The xor would look something like:
load $1, a
load $2, b
xor $3, $1, $2
xor $4, $3, $2
xor $5, $4, $3
store b, $4
store a, $5
where as the classic swap would look something like this:
load $1, [a]
load $2, [b]
store b, $1
store a, $2
which is much better.
If you take the pipeline into account, then the difference between the swap and the xor can be huge because their is high level of dependence between the instructions.
On a theoretical classic 5-stage pipeline, the swap approach ends up needing about 10 cycles, where as the xor needs about 18.
In a real processor the difference would probably be much worse.
If you've hit memory, you've already lost. Running instructions will basically be line noise compared to that. Similarly, function call overhead will probably dwarf actually doing the xors.
However, with a good register allocator and inlined functions, your point becomes even stronger.

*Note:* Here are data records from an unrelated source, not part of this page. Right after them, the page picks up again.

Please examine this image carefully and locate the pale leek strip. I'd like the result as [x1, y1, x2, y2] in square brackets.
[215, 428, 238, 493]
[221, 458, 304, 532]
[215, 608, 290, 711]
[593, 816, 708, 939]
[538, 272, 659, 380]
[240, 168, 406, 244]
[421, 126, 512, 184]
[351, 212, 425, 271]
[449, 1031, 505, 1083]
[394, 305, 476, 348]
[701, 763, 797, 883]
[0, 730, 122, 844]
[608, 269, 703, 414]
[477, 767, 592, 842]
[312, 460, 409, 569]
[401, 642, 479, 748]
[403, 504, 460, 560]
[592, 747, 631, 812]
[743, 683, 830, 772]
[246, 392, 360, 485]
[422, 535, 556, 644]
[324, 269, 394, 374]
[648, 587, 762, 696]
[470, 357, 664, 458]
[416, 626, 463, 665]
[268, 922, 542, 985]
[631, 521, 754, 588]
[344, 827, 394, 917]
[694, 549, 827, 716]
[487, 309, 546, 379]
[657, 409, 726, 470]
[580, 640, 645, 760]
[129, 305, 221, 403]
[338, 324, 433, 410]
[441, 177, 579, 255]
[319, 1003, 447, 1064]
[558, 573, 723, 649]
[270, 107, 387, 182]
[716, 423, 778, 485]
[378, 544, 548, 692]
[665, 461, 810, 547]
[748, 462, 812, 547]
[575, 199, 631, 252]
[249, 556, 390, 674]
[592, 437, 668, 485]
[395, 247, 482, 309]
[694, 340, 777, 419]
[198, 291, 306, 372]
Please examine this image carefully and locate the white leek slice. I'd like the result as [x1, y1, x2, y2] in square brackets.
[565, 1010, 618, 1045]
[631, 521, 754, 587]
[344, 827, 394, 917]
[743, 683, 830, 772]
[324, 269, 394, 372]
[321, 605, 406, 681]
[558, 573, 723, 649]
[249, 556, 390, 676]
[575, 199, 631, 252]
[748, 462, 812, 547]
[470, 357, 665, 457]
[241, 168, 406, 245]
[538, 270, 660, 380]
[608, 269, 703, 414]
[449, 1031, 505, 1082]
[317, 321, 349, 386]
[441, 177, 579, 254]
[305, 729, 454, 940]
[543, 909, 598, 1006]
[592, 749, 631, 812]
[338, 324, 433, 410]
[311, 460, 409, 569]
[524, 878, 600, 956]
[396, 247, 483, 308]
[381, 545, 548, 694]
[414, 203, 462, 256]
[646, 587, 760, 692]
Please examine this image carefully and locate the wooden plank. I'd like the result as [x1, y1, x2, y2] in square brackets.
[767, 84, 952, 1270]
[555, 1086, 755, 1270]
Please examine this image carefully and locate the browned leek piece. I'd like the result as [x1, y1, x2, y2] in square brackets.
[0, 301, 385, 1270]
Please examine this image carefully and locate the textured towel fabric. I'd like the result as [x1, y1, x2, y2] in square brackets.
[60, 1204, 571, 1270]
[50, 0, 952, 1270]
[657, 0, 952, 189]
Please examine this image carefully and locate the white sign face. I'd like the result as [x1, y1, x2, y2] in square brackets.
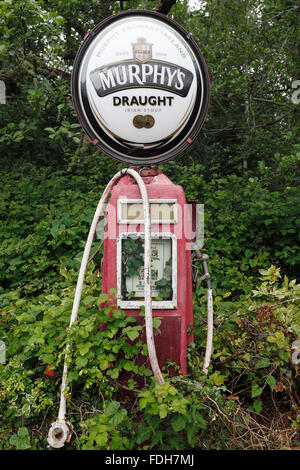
[72, 10, 209, 164]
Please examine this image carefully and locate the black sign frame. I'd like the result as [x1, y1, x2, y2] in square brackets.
[71, 10, 210, 166]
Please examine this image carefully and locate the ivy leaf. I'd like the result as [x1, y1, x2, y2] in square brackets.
[251, 384, 263, 398]
[78, 341, 93, 356]
[267, 375, 276, 391]
[171, 415, 186, 432]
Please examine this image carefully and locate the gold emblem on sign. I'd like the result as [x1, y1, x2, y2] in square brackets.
[132, 38, 152, 62]
[132, 114, 155, 129]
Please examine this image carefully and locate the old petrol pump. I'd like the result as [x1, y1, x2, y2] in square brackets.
[48, 10, 212, 447]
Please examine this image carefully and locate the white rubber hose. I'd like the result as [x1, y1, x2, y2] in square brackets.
[48, 168, 164, 447]
[203, 289, 214, 374]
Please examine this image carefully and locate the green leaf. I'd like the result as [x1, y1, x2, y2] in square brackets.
[251, 383, 263, 398]
[78, 341, 93, 356]
[108, 408, 127, 426]
[267, 375, 276, 391]
[105, 401, 120, 416]
[136, 424, 152, 444]
[253, 400, 263, 413]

The compiler can simply remove all instructions associated with the naieve swapping version, and simply record that before the swap %eax holds b, and after it, %eax now holds a. (Even the most naieve of code generators will do this sort of thing if the values in the swap don't fall outside of a basic block). The xors are far harder to optimize.
Assume you had a sorting algorithm that swaps values, and in some cases would swap two of the same values. It's easier (and often faster, thanks to the high cost of branch misprediction) to simply assume the swap of something with itself is a no-op than to explicitly check the address of the value to make sure it isn't the same. Or you could have just forgotten to make the check, and allowed the user to pass in their own swap functions (say, to deep-copy structs in C).
Your code should be robust enough to provide an intuitive default behavior for corner cases like that. That way the application code doesn't need to be cluttered with special conditions.